The mile-long stretch of New York City’s famed 5th Avenue seemed like such an easy distance. After all, I had grown accustomed to incorporating the qualifier “just” whenever describing a 5K or even a 10K. I had forgotten that underestimating the challenge at hand often leads to surprises.

I had grown so overconfident that it wasn’t until I was lining up alongside the other runners in my heat that I realized I had absolutely no idea how I should pace myself. Looking around, I wondered what the chances were that I’d finish dead last. After all, with runners divided according to gender and age it was a much smaller heat than I’d anticipated. Though on this day I’d be running in the 35-39 age grouping, suddenly I felt as though I was 10 years old again. I couldn’t remember the last time I had been so nervous before a race.

At the sound of the gun my reflexes took over, and I just started running. My mind was as empty as the blanks in the starter’s pistol. As a steady stream of runners passed by me, I felt as thought I was moving in slow motion. Any sense of speed or effort was suddenly gone.

At the quarter mile mark my legs were slowing down and my lungs were burning. I stared at the sign in disbelief – surely I had tone farther than the equivalent of one lap around a track. Were my eyes playing tricks on me?

Screen Shot 2014-09-30 at 8.55.11 PMBy the time I hit the halfway point, I was gasping for breath. In all of the distances I’ve completed to date, this measly mile had quickly become my most difficult. My chest and lungs were killing me. I just wanted to finish.

Miraculously in the final quarter mile, with the finish line in sight, I trained my sights on a runner ahead of me who appeared to be struggling too. From the safety of the finish area I looked behind me, not exactly sure what I’d see. Though there were some runners still making their way across the mats, I felt no comfort in knowing I hadn’t finished dead last. Gasping for breath, I half expected to see my old classmates milling around – I felt as though I had traveled through time back to Woodrow Wilson Elementary School.

The burning sensation in my lungs was real and painful. Initially I felt completely dejected. But as I headed back north I tried to wrap my head around the surreal experience.

As reality set in, I realized that I had let my mind get the best of me, and I’d started out too fast. Had I eased into the race – even a little – I probably would have fared better. I also should have considered practicing some mile intervals, so I had a better sense of what to expect. While I had enjoyed improving on the 800 intervals in my marathon training plan, they didn’t prepare me to properly pace a fast mile.

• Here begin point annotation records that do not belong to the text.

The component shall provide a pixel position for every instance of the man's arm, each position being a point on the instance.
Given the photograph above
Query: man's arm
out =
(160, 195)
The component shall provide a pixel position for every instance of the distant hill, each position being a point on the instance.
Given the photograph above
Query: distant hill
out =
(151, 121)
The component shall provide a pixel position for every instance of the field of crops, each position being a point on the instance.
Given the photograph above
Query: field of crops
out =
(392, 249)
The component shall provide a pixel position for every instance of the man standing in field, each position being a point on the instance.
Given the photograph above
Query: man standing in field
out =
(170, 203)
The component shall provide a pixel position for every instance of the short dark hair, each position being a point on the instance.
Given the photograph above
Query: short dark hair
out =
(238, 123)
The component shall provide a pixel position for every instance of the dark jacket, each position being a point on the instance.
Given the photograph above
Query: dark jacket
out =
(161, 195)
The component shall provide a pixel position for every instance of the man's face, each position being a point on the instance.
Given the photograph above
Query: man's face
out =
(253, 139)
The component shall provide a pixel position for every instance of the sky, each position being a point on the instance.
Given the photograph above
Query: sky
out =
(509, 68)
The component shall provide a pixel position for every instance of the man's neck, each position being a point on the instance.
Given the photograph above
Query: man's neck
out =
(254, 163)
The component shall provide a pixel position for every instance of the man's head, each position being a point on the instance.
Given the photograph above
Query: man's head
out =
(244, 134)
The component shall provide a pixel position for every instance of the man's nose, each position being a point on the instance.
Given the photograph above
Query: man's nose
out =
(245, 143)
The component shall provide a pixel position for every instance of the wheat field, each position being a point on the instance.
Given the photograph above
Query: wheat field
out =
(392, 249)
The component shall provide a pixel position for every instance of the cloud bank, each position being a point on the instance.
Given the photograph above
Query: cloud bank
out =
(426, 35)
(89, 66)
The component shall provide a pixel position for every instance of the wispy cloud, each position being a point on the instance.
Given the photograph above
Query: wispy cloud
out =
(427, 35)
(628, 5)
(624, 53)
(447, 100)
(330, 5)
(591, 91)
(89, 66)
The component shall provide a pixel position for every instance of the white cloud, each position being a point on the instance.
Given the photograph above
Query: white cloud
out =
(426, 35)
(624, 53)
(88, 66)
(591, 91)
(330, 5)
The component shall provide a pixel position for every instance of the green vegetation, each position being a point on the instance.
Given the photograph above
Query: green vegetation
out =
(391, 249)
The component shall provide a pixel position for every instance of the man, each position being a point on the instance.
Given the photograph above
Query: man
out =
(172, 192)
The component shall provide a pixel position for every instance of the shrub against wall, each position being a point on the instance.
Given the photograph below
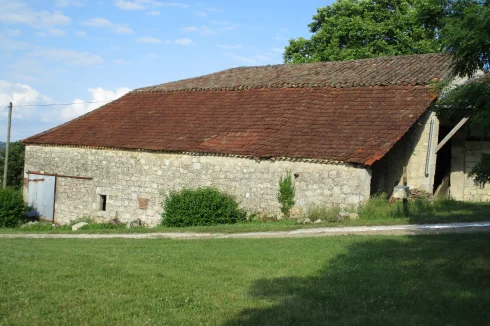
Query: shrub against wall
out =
(12, 207)
(286, 194)
(201, 206)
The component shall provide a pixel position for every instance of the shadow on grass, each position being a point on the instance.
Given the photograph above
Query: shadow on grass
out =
(445, 210)
(409, 280)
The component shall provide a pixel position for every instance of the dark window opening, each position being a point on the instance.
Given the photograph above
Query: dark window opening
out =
(102, 202)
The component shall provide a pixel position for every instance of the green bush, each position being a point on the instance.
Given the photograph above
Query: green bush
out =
(286, 194)
(378, 207)
(201, 206)
(12, 207)
(324, 213)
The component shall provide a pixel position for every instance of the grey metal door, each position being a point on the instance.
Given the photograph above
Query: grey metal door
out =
(41, 195)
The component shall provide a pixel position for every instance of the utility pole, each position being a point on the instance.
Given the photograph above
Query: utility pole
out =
(5, 168)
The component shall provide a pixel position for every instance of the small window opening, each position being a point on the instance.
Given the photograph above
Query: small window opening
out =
(102, 202)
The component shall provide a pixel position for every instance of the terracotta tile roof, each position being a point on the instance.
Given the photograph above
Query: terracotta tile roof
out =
(355, 124)
(386, 71)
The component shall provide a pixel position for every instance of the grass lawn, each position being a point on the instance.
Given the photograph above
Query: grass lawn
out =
(376, 213)
(345, 280)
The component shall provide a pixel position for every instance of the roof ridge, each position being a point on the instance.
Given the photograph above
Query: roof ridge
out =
(398, 70)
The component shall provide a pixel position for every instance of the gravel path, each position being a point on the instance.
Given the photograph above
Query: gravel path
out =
(318, 232)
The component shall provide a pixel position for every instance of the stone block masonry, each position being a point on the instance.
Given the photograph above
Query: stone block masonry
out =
(475, 191)
(136, 183)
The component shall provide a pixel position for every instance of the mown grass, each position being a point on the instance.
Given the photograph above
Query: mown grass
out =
(346, 280)
(376, 211)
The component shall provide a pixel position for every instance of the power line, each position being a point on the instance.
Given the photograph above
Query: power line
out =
(53, 104)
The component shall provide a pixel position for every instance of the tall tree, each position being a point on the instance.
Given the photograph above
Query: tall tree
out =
(464, 29)
(356, 29)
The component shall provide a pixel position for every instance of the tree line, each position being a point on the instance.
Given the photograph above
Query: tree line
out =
(358, 29)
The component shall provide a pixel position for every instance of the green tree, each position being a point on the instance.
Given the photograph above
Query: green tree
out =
(286, 194)
(15, 173)
(463, 27)
(356, 29)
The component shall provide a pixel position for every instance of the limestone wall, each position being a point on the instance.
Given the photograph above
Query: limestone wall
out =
(410, 151)
(465, 155)
(136, 183)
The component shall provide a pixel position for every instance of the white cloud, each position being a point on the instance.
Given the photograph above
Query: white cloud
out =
(180, 41)
(68, 3)
(29, 69)
(184, 41)
(107, 24)
(189, 29)
(248, 61)
(153, 13)
(13, 32)
(146, 4)
(205, 12)
(69, 57)
(20, 94)
(230, 46)
(228, 28)
(54, 32)
(282, 34)
(7, 44)
(261, 57)
(99, 95)
(152, 55)
(218, 22)
(149, 39)
(203, 30)
(214, 10)
(21, 13)
(31, 120)
(121, 62)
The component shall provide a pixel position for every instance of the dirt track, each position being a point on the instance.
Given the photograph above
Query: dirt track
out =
(318, 232)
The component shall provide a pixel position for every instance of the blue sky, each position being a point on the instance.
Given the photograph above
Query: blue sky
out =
(65, 51)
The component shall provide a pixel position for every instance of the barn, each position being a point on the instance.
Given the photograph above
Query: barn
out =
(344, 129)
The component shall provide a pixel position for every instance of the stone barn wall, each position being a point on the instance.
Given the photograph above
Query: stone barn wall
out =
(136, 183)
(465, 155)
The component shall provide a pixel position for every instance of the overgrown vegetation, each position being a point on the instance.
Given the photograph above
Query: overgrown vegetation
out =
(286, 194)
(12, 207)
(15, 173)
(353, 29)
(481, 171)
(201, 206)
(324, 213)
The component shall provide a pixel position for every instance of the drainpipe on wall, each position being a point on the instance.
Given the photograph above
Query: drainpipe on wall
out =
(427, 159)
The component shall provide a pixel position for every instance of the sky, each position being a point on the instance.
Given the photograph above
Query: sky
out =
(79, 51)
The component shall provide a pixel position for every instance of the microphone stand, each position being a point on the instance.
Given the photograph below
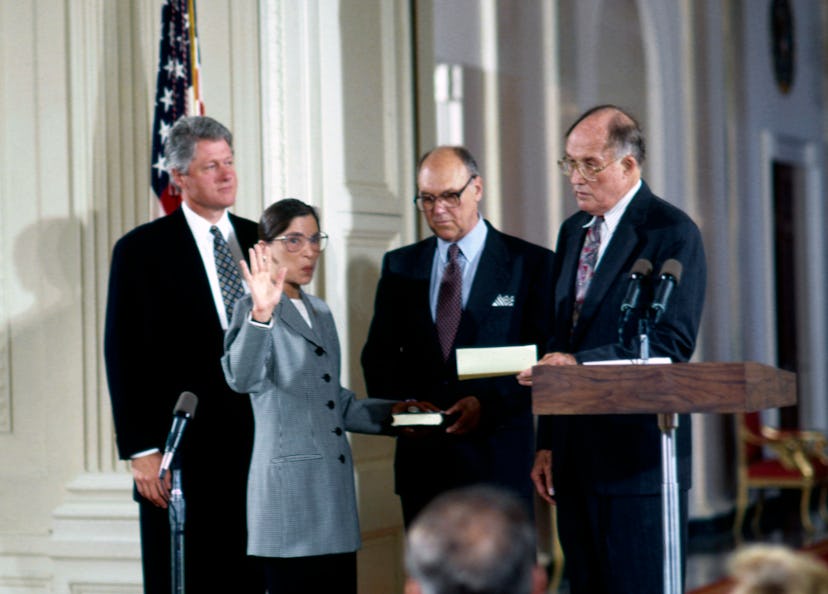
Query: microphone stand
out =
(667, 423)
(176, 510)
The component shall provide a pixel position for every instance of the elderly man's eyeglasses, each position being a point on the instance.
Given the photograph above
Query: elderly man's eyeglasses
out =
(449, 199)
(589, 171)
(295, 242)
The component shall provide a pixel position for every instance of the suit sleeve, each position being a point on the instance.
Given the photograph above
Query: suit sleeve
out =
(246, 347)
(381, 359)
(128, 353)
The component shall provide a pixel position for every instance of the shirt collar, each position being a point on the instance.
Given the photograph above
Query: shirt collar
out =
(470, 244)
(201, 226)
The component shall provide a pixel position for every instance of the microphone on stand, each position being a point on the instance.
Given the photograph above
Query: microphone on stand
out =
(668, 278)
(640, 270)
(183, 412)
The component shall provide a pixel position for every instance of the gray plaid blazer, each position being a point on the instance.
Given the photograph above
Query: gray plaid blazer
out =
(300, 496)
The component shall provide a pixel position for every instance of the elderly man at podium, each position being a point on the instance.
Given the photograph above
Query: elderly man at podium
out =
(604, 471)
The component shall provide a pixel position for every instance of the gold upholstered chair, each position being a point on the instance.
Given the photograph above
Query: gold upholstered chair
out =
(797, 460)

Screen Shot 2014-09-30 at 8.53.45 PMIn addition to the obvious takeaways, I was also left with a number of questions. Why had my lungs burned – was it a function of hitting my VO2 max threshold to an extent I hadn’t previously done? Was the mile a distance that my frame and body just isn’t wasn’t meant to run well?

Despite feeling like the longest mile I’ve ever run, my official time of 7:06 revealed it had actually been my fastest. Ever. It may not have been the prettiest performance, but I survived.

Yes, I finished toward the back of the pack – just like when I was ten. But the intervening decades has given me the perspective to appreciate what really matters: the true enjoyment derived from running comes from within. Armed with a new distance PR to improve upon, I look forward to taking on the mile next year with the wisdom that only comes from experience, practice and, of course, age.